Kelainan dasar pada preeklampsia adalah vasospasme arteriol sehingga tanda

peringatan awal yang muncul adalah peningkatan tekanan darah. Tekanan diastolik

merupakan tanda prognostik yang lebih baik dibandingkan tekanan sistolik. Tekanan

diastolik ≥ 90 mmHg yang menetap menunjukkan keadaan yang abnormal.

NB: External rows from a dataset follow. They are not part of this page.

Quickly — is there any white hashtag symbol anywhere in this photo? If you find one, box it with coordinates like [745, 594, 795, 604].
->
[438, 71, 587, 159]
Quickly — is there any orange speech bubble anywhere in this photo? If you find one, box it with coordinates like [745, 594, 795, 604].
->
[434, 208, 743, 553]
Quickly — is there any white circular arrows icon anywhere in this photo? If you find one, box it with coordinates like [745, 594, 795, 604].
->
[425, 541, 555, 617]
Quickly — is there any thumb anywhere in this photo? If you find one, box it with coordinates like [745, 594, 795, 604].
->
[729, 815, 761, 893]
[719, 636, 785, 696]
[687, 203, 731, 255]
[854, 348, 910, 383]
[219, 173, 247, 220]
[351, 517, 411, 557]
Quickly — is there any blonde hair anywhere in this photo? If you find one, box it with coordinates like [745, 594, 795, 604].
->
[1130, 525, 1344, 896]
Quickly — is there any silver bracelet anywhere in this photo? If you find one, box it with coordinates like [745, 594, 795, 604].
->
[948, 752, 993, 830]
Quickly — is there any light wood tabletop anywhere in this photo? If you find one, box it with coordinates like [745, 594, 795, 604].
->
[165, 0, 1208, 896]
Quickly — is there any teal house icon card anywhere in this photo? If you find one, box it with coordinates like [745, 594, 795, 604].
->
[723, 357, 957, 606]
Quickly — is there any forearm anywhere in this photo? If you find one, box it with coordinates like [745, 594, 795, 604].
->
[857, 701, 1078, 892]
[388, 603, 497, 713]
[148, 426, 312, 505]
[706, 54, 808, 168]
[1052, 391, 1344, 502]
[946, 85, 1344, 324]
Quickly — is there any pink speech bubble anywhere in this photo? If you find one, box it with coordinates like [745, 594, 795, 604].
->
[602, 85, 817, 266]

Tekanan

darah diastolik merupakan indikator dalam penanganan hipertensi dalam kehamilan,

oleh karena tekanan diastolik mengukur tahanan perifer dan tidak tergantung pada

keadaan emosional pasien.1,4

Salah satu kriteria diagnosis preeklampsia berat yaitu tekanan darah sistolik

lebih dari 160 mmHg atau diastolik lebih dari 110 mmHg pada dua kali pemeriksaan

yang setidaknya berjarak 6 jam dengan ibu posisi tirah baring. Hipertensi ini sering

terjadi sangat tiba-tiba. Banyak primigravida dengan usia muda memiliki tekanan darah

sekitar 100-110/60-70 mmHg selama trimester kedua. Peningkatan diastolik sebesar 15

mmHg atau peningkatan sistolik sebesar 30 mmHg harus dipertimbangkan patologis.5,6

23

Peningkatan berat badan yang terjadi tiba-tiba dan kenaikan berat badan yang

tiba-tiba dan berlebihan merupakan tanda awal preeklampsia. Peningkatan berat badan

sekitar 0.45 kg per minggu adalah normal, tetapi bila lebih dari 1 kg dalam seminggu

atau 3 kg dalam sebulan maka kemungkinan terjadinya preeklampsia harus dicurigai.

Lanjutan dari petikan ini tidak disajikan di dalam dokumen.